Comments (41)Post a Comment

    1. Hi Rebecca, the marinade could be used with chicken breasts, then reduced and brushed on as a sauce, but the cooking process for breasts would of course be very different.

  1. I love this! Because Im single and a large chicken is too much for me, so I buy 2 per month and their so little and roasted are the best! I marinate mine. You can make soup with them too but then add a tsp of powder chicken soup base.

  2. my mother in law had a great stuffing for Cornish hens from an old cooking show on tv called enies kitchen…jewish cooking… the stuffing is so great… has prunes garlic bread crumbs… sounds weird but even my kids loved it as young boys…

  3. Excellent - 5 starsExcellent - 5 starsExcellent - 5 starsExcellent - 5 starsExcellent - 5 stars
    Just saw this in my In-box. Can’t wait to try it, as I bought Cornish hens recently. We love citrus in our family! Sounds like it would be delicious on a pork tenderloin as well. I wonder if adding some honey would also taste great?

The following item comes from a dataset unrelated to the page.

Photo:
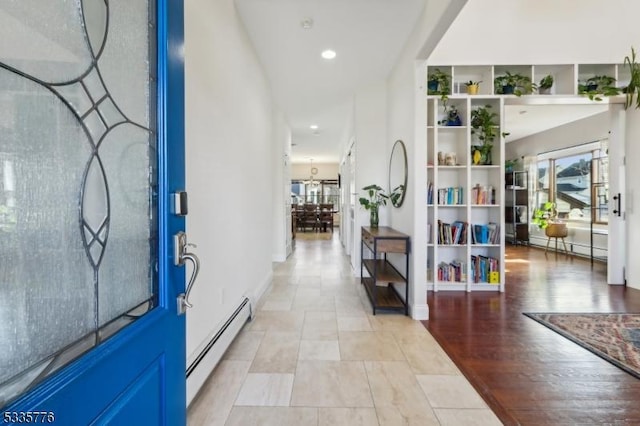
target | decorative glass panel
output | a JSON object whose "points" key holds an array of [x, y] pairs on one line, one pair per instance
{"points": [[78, 242]]}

    1. Amy try it, you’ll love it! Taste the marinade first, it is somewhat sweet already and probably doesn’t need the extra honey, especially since the marinade is reduced to a thick, sweet-ish sauce during cooking. I would worry that extra honey might result in the skin burning in the oven due to the extra sugar content. If you try it let me know how it goes!

    2. Thank you, that is a very good point! Burned hen would neither be presentable nor tasty! The hens are in the freezer, so sometime in the next week this will be a delicious meal! It’s sleeting and icing in the Dallas metroplex, so we are staying put by the fire and thinking up great things to cook. I’ve an herb pot roast in the crock pot for dinner, and homemade mac&cheese just finished for lunch. Thank you for your inspiring posts!

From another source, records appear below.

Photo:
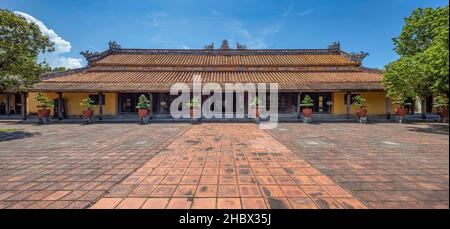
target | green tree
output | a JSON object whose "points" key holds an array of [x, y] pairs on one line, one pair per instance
{"points": [[422, 68], [20, 44]]}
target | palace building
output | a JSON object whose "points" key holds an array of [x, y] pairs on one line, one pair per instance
{"points": [[115, 79]]}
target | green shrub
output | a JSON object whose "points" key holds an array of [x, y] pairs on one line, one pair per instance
{"points": [[87, 102], [307, 102], [359, 101], [402, 101], [143, 103], [193, 103], [43, 101], [440, 101], [256, 102]]}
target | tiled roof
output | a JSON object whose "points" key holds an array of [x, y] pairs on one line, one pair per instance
{"points": [[162, 81], [123, 59], [120, 69]]}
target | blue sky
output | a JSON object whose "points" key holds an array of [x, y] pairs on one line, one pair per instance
{"points": [[364, 25]]}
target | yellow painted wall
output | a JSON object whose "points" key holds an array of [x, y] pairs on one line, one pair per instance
{"points": [[72, 103], [376, 102]]}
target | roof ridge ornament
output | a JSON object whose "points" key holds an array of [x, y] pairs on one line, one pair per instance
{"points": [[240, 46], [335, 46], [113, 45], [90, 56], [358, 56], [209, 47], [225, 45]]}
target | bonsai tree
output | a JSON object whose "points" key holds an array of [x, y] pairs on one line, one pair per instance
{"points": [[256, 102], [194, 106], [88, 103], [193, 103], [359, 101], [89, 113], [361, 111], [43, 101], [401, 111], [307, 102], [143, 103], [441, 105], [144, 108], [440, 102], [402, 101]]}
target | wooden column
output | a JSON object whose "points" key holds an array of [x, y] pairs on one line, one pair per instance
{"points": [[100, 106], [299, 97], [117, 104], [348, 98], [60, 104], [24, 106], [8, 103], [150, 100], [388, 108], [424, 107]]}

  4. back to the breasts – how would you cook them without the skin? would you simmer them in the sauce or would that make them tough and stringy? would you still bake them but basting all the time for 20 minutes?

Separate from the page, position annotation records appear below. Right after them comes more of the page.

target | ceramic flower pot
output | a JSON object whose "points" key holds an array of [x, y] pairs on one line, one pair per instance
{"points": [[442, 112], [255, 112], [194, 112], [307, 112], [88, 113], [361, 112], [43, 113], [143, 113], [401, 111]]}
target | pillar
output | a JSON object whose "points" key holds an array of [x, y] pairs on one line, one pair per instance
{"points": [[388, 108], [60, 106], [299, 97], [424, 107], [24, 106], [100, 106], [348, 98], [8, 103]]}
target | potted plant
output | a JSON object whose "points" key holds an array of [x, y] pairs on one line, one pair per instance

    1. Hi Barbara, I would pound the breasts till they’re of an even thickness throughout. Marinate them as described in the recipe, then reduce the marinade to a sauce. Grill the breasts on a grill or grill pan till almost cooked through, then brush with the sauce and finish on the grill or under the broiler.

  5. Hi Tori

    I do not like cumin, is there another spice I can use to replace it or can I just leave it out altogether.

    1. Hi Caryl, so glad you enjoyed it. You can try it breast down; personally I haven’t found it makes a big difference to do this with chicken, not sure about smaller game hens though. The best way to ensure that the breast doesn’t dry out is to remove the chicken as soon as it reaches 170 degrees F. An electric probe monitor will help you time it just right.